"It would break Betty all up if she knew it."

"But—don't you think——" hesitated the girl and, despite her bravest efforts, her eyes betrayed her deep distress.

Bob looked at her fixedly. "I say, you have a tender heart, Miss Thompson. What were you going to say?"

"I only meant—it seems unfair to—to—the girl," stammered Betty. "It puts her in a false position. Perhaps she has been spending a lot of money that she thought was hers."

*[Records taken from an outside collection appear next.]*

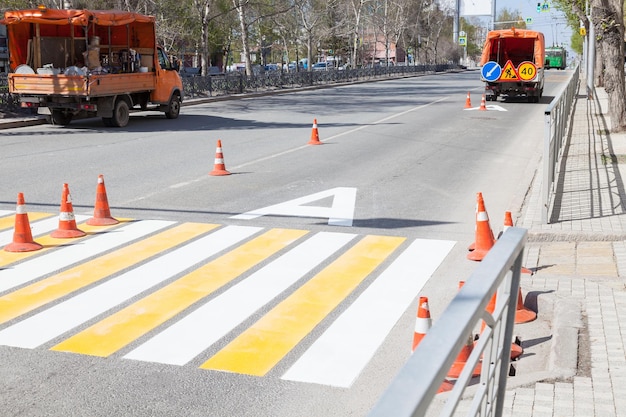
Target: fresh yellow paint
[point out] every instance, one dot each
(258, 349)
(42, 292)
(116, 331)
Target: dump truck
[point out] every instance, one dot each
(89, 63)
(512, 64)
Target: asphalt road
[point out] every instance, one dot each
(397, 172)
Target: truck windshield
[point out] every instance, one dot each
(163, 61)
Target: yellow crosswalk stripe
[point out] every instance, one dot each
(42, 292)
(118, 330)
(8, 222)
(258, 349)
(48, 242)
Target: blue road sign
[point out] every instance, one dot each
(491, 71)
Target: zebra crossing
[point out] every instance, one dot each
(168, 292)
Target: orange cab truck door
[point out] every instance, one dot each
(167, 79)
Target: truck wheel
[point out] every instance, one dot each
(59, 117)
(121, 113)
(174, 107)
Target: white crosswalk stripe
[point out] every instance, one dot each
(335, 358)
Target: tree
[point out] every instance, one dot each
(607, 18)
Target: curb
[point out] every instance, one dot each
(21, 122)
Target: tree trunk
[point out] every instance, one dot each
(240, 6)
(608, 20)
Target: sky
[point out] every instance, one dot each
(551, 22)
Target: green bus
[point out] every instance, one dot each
(556, 57)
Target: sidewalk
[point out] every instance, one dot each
(579, 283)
(578, 342)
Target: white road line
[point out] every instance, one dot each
(24, 272)
(53, 322)
(341, 353)
(187, 338)
(37, 228)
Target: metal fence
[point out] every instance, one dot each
(413, 390)
(557, 118)
(197, 86)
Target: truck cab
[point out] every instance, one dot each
(90, 63)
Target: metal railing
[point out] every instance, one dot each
(413, 390)
(197, 86)
(556, 123)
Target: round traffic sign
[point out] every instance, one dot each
(491, 71)
(526, 71)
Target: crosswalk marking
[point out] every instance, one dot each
(338, 356)
(285, 283)
(194, 333)
(53, 322)
(6, 212)
(69, 251)
(48, 242)
(118, 330)
(266, 342)
(42, 292)
(8, 222)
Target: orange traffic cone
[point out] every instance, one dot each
(315, 137)
(516, 350)
(461, 360)
(67, 222)
(484, 235)
(219, 168)
(523, 314)
(459, 363)
(101, 211)
(482, 104)
(508, 222)
(22, 235)
(422, 325)
(468, 102)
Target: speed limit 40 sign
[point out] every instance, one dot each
(526, 71)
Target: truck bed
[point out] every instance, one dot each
(81, 86)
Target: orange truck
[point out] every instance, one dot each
(512, 64)
(89, 63)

"That's all right," declared Bob cheerfully. "Father and I will stand for it. We're pretty keen about Betty and—she's going to have everything she wants. So remember, if she shows up here, which she's apt to do, not a word about this, Miss Thompson."

"I'll remember," answered Betty, with a deeper meaning than her companion suspected.

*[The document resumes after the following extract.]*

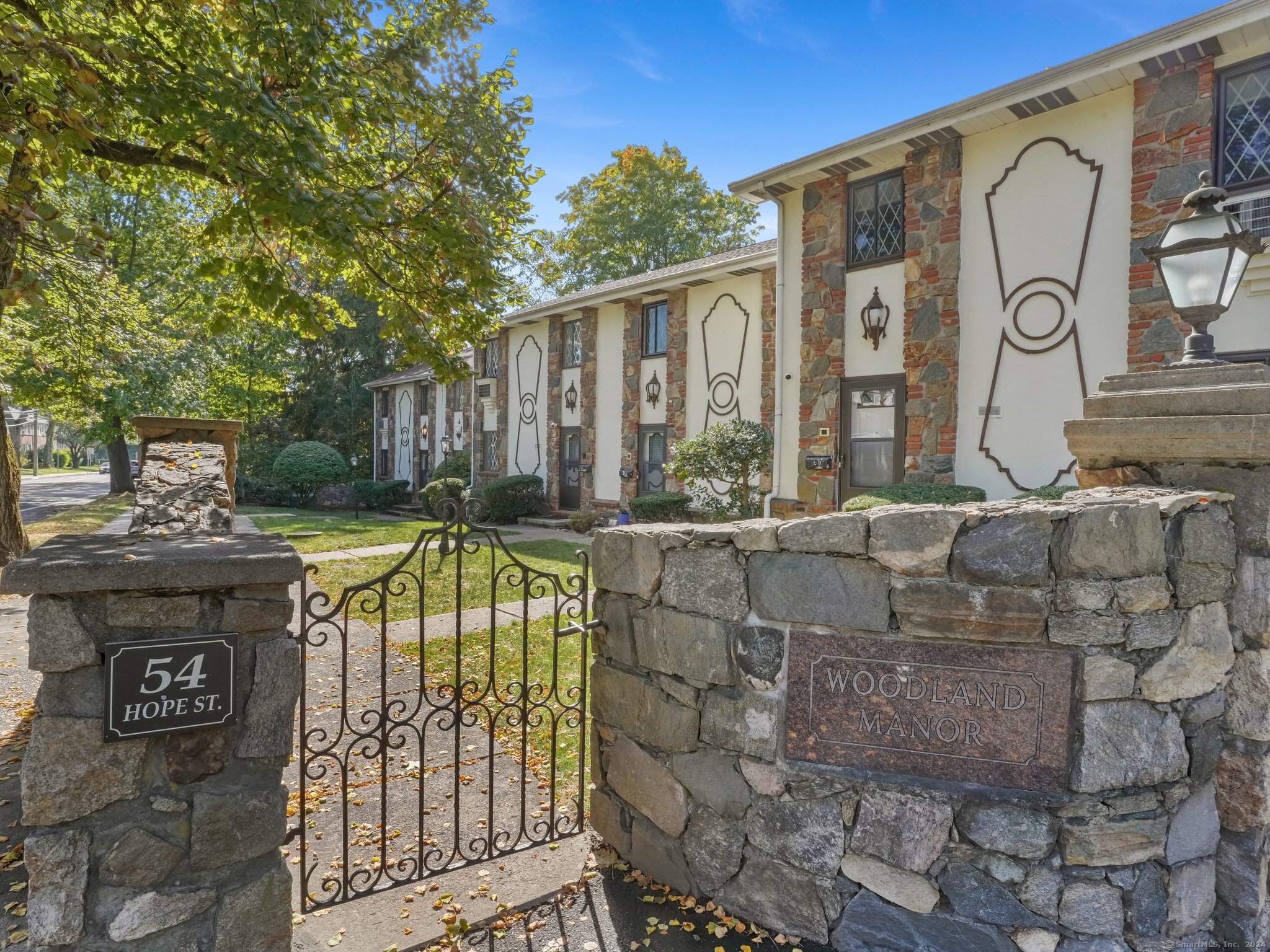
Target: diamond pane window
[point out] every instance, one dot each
(1244, 157)
(877, 218)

Then there was silence again, broken only by the clicking of the machine.

"It's odd about Betty," Bob went on, half to himself. "I haven't seen her since she was a little tot about eleven. She was sailing for Europe."

Betty faced him with brightening eyes. "Really? You haven't seen her since then?"

He shook his head. "The last I saw of Betty was a little figure in a gray ulster and a Tam o' Shanter waving an American flag to me from the deck of a big steamer that was getting smaller every minute, while the lump in my throat was getting bigger."